The Armenian Apostolic Church is the only national church in the world that celebrates Christmas on January 6. In Armenian temples, the celebration of Christmas begins on January 5, accompanied by a Christmas liturgy. The sanctuary lamps lit during the feast symbolize the Star of Bethlehem that guided the biblical Magi to the home of Jesus.
After the Christmas liturgy, water sanctification that represents the baptism of Jesus in Jordan River is carried out. The water is consecrated with the Bible, the Holy Cross, and chrism. Traditionally, after the liturgy, the believers carry small amounts of the holy water to their homes to safeguard it as a great shrine. Holy water is believed to be a cure and to possess special beneficial features.

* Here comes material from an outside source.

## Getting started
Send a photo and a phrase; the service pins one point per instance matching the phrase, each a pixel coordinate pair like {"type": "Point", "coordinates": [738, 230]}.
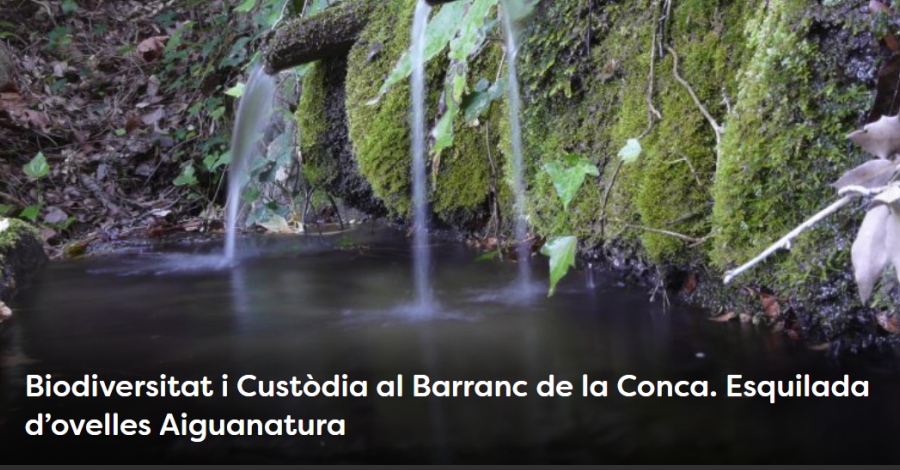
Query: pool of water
{"type": "Point", "coordinates": [340, 304]}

According to the tradition of the Armenian Apostolic Church, the week preceding Christmas is a period of fasting, which begins in the evening of December 29 and ends in the evening of January 5.
In regard to the feast menu, Armenians traditionally cook several dishes, including sweet pilaf, raisins, dishes with greens and fish, as well as gata (Armenian pastry). Red wine is also traditionally present.

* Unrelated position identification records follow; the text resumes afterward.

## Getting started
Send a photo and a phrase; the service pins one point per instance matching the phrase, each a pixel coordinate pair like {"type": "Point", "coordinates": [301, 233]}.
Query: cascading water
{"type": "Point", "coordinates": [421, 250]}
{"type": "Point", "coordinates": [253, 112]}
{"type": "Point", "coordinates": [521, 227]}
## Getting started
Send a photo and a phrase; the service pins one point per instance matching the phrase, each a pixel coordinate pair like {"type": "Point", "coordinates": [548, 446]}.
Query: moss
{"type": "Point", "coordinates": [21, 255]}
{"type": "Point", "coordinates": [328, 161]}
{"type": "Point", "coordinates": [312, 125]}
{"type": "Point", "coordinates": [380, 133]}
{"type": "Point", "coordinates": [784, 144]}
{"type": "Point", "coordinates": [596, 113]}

Each of these dishes has its symbolism. Rice represents the nation and raisins represent the elects of God who preached Christianity. Fish has long been a symbol and a distinguishing feature of Christianity. Lastly, red wine represents the blood of Jesus, while a traditional gata can be cut into 12 slices that symbolize the 12 months of the year.
The next day of Christmas is the day of the remembrance of the late (Merelots). The meaning of Merelots is to allow the late to “participate” in the feast. Merelots takes place on the next day (Monday) of the major religious holidays of the Armenian Apostolic Church.